A Polymer Induces Self-Protection
For the protection against oxygen, the research team added a hydrophobic and redox-inactive polymer as immobilization matrix for the nickel-complex based catalyst. The embedment of the catalyst into the polymer matrix guarantees the creation of two separated reaction layers: a catalytically active layer near the electrode surface and a protection layer at the polymer/electrolyte interface. The first layer allows for an effective conversion of hydrogen at the electrode surface and the second layer eliminates incoming oxygen at the interface and thereby protects the active layer from oxygen damage.
Electrically Disconnected Layers
According to Wolfgang Schuhmann, “the catalyst itself provides the protection against oxygen.
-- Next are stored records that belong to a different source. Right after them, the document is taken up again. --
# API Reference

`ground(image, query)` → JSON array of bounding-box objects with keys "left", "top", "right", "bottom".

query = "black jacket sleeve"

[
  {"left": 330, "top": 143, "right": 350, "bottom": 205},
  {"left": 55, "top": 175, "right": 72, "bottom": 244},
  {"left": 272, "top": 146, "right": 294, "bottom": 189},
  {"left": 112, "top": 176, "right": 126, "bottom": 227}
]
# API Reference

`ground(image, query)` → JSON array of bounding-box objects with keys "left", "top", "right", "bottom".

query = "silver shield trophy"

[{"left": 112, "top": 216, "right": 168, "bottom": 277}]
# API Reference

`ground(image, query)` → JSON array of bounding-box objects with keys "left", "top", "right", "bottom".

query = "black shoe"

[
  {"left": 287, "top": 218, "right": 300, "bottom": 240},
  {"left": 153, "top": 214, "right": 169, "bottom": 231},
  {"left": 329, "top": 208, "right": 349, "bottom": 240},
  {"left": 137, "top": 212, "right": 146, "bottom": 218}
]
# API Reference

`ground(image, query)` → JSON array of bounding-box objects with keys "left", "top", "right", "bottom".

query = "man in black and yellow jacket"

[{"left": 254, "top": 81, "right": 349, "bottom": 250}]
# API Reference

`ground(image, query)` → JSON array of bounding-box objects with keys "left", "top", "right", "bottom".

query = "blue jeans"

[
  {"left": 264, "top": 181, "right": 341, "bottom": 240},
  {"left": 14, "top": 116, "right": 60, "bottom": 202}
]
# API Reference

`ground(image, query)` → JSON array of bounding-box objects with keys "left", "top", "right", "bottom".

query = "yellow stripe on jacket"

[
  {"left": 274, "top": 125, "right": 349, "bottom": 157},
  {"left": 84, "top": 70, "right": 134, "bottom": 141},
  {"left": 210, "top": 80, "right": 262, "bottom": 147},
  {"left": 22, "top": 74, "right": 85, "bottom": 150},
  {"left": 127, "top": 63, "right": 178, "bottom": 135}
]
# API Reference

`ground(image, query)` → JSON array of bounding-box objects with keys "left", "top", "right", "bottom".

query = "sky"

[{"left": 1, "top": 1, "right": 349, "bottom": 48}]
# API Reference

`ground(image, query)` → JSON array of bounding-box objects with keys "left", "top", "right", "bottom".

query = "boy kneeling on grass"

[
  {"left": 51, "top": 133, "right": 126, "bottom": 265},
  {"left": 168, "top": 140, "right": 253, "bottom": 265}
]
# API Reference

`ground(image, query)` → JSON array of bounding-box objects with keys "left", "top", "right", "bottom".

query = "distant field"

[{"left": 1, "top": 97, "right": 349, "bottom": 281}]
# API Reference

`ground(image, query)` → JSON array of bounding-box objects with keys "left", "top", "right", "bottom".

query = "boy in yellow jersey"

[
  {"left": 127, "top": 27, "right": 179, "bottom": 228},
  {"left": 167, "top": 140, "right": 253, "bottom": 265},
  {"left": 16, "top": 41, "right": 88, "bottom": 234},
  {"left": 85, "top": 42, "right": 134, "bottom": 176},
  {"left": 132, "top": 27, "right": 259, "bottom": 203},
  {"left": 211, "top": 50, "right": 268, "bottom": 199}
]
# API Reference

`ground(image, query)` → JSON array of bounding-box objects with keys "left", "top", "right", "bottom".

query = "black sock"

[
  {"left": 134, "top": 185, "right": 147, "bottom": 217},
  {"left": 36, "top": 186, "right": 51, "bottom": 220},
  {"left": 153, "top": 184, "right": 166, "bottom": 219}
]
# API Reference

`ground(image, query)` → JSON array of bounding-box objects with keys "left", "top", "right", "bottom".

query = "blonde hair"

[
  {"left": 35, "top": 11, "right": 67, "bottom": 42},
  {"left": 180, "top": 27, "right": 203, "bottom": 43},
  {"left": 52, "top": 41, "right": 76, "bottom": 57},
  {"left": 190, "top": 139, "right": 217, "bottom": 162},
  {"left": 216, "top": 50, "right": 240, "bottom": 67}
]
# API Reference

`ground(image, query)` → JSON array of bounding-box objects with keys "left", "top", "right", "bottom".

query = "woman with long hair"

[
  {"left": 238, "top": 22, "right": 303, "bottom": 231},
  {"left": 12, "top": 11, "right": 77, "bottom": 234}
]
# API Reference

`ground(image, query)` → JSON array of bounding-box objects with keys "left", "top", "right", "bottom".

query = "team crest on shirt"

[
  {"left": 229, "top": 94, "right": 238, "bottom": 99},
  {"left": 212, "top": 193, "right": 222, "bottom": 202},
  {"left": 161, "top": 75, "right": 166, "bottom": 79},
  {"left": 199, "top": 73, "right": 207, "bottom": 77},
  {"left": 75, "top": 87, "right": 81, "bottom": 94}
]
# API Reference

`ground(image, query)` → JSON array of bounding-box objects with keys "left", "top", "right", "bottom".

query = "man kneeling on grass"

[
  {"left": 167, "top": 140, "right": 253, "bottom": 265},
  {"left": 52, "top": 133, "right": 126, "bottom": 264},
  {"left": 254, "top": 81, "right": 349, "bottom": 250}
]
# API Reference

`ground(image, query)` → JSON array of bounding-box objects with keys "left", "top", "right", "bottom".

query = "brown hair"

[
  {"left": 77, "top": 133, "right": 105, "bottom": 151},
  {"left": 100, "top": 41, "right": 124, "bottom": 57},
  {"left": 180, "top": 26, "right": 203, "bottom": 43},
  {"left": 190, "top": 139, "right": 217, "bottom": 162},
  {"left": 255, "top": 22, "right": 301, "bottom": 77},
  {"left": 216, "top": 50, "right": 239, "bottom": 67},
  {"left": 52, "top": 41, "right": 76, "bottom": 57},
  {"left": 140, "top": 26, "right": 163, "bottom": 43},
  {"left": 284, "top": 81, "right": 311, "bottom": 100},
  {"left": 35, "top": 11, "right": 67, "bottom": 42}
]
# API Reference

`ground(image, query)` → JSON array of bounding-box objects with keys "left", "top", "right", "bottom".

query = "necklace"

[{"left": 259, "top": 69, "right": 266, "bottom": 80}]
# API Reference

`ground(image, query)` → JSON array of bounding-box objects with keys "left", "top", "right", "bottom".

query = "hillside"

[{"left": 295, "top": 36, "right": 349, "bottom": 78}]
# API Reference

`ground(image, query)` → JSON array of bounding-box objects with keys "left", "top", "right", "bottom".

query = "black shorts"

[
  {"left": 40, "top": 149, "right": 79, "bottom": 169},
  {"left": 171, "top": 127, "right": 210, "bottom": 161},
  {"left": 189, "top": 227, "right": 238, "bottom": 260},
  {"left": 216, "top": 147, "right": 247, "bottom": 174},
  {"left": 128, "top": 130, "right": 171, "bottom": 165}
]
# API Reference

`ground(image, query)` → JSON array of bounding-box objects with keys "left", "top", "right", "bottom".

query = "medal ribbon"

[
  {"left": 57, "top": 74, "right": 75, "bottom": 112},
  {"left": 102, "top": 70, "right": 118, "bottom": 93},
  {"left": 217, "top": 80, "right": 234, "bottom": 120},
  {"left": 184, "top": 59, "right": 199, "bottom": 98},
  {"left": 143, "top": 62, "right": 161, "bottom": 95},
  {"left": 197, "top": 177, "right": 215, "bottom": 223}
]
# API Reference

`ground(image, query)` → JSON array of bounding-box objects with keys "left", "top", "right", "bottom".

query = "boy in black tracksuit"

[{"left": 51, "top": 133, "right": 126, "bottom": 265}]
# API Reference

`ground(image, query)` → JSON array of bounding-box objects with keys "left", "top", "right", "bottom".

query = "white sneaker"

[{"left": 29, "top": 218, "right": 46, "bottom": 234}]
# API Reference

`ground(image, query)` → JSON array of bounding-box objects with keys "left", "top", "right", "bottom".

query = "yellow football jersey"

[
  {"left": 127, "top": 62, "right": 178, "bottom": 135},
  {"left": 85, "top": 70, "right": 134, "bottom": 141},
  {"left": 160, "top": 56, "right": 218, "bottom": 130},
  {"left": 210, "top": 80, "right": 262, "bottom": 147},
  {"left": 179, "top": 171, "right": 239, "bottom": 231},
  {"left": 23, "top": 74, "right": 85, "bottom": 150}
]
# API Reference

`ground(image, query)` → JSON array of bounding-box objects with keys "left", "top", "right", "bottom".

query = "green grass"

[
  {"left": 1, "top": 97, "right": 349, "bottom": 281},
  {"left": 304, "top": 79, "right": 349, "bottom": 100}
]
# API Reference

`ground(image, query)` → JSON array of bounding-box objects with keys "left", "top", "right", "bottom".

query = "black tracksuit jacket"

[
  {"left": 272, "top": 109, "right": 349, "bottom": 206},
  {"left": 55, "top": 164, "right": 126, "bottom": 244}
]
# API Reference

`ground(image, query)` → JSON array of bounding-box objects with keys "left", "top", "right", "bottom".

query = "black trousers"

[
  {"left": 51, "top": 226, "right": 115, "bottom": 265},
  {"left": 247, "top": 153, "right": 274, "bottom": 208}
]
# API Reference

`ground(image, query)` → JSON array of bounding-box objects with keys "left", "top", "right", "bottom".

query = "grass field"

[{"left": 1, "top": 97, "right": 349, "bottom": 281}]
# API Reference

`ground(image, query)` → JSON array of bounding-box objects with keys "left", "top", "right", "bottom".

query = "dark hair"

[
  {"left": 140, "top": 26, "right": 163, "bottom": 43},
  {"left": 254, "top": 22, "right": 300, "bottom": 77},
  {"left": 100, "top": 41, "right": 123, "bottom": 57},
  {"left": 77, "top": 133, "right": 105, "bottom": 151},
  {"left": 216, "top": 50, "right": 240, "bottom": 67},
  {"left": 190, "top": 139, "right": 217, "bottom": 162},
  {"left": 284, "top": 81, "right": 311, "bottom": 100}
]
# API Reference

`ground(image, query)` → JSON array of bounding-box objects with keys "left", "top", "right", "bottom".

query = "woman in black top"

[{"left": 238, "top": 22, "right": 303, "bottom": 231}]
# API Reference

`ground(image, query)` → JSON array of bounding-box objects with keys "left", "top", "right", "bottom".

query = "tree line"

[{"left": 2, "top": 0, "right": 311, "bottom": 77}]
For this, the catalyst uses electrons from the hydrogen oxidation in the outer polymer layer which are then used to reduce oxygen at the catalyst centers.”
This becomes conceivable because the developed polymer matrix electrically detaches the nickel-catalyst located in the outer polymer layer from the electrode surface. Hence, all electrons extracted from the hydrogen oxidation in the outer layer can be utilized for the reduction of destructive oxygen at the polymer/electrolyte interface.
In tandem, the polymer prevents the transfer of electrons from the active hydrogen oxidation layer at the electrode surface to the protection layer. Therefore, all electrons from the active layer are moved to the electrode and are not utilized for protection.
The polymer/catalyst altered electrodes displayed an outstanding long-term stability and extraordinary current densities which are both requirements for robust fuel cells. The proposed hydrogen oxidation electrodes are hence a favorable alternative for the development of sustainable and economical energy conversion systems.